El principal negociador europeo del Brexit advirtió a Gran Bretaña el martes que no debe atentar contra las normas europeas que regulan toda una gama de aspectos, desde protecciones sociales hasta seguridad alimenticia, cuando salga del boque.

Michel Barnier dijo que cualquier intento británico de acrecentar su competitividad mediante el “dumping” _la venta de productos por debajo de los precios del mercado_ pondría en peligro las esperanzas de Londres de lograr una salida en orden y sin sobresaltos.

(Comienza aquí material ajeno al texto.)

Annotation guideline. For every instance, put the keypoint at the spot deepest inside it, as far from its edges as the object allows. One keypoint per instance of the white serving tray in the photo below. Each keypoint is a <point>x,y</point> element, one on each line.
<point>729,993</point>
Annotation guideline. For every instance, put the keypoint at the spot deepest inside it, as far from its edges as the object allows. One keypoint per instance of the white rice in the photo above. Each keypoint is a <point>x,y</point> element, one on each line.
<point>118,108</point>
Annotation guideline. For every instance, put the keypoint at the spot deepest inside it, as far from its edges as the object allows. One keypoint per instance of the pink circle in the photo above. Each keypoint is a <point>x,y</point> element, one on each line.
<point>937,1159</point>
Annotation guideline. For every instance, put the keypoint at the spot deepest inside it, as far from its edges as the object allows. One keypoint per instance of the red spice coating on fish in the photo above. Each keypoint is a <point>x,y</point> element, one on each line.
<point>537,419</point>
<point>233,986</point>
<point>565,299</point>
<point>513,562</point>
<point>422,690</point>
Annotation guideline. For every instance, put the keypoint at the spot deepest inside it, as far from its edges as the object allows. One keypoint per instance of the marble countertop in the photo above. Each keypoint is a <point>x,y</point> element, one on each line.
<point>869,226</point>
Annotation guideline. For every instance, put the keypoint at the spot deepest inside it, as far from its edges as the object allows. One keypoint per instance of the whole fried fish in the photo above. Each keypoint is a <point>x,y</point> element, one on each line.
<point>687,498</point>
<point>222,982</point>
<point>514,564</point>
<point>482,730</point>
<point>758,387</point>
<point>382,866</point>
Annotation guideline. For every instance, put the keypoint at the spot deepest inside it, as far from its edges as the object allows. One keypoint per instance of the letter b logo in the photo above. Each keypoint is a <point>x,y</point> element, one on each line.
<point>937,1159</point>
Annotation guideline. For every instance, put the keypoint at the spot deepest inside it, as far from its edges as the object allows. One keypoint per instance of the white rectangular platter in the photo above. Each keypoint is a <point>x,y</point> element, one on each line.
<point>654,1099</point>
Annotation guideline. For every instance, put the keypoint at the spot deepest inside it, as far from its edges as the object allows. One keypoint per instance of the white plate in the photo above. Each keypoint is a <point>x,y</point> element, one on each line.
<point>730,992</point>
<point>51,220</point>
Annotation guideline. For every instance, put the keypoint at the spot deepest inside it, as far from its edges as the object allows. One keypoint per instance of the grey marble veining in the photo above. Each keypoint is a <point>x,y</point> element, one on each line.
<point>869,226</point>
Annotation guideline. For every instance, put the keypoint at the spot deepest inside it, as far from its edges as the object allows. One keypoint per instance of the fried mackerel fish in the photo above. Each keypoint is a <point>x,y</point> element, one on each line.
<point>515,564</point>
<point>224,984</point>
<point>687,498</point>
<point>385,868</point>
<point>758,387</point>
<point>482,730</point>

Barnier dijo que las normas elaboradas por la UE con Gran Bretaña durante 44 años crearon una “economía social de mercado” que protege a ciudadanos y trabajadores de los abusos de la desregulación.

La rama ejecutiva de la Unión Europea pidió el martes a la primera ministra británica, Theresa May, que acelere las negociaciones sobre su salida del bloque y su relación futura con los otros 27 estados de la UE.

“¿Quiere Gran Bretaña abandonar ese modelo a favor de la competencia regulatoria _llámese dumping_ contra nosotros?”, preguntó el funcionario en una sesión del Parlamento Europeo en Estrasburgo, Francia.

“Recomiendo que vigilemos estrechamente la divergencia regulatoria, el dumping”, dijo.

Las condiciones principales de la salida requieren la aprobación unánime de los estados miembros y el parlamento europeo.

Barnier exhortó a la primera ministra británica Theresa May a acelerar las negociaciones del Brexit y definir su visión de las futuras relaciones entre el país y los 27 miembros restantes. Gran Bretaña, que debe salir de la UE el 29 de marzo de 2019, está negociando un acuerdo para un período de transición después del Brexit con el fin de atenuar el impacto.

El presidente de la Comisión Europea, Jean-Claude Juncker, dijo que “hay una creciente urgencia para negociar esta retirada ordenada”, expresando su frustración porque May no haya explicado aún con claridad qué quiere obtener una vez Gran Bretaña haya abandonado el grupo en marzo del año que viene.

La UE necesita “más claridad” en cuestiones como la relación comercial y la única frontera terrestre de la UE con Gran Bretaña, en la isla de Irlanda, señaló Juncker.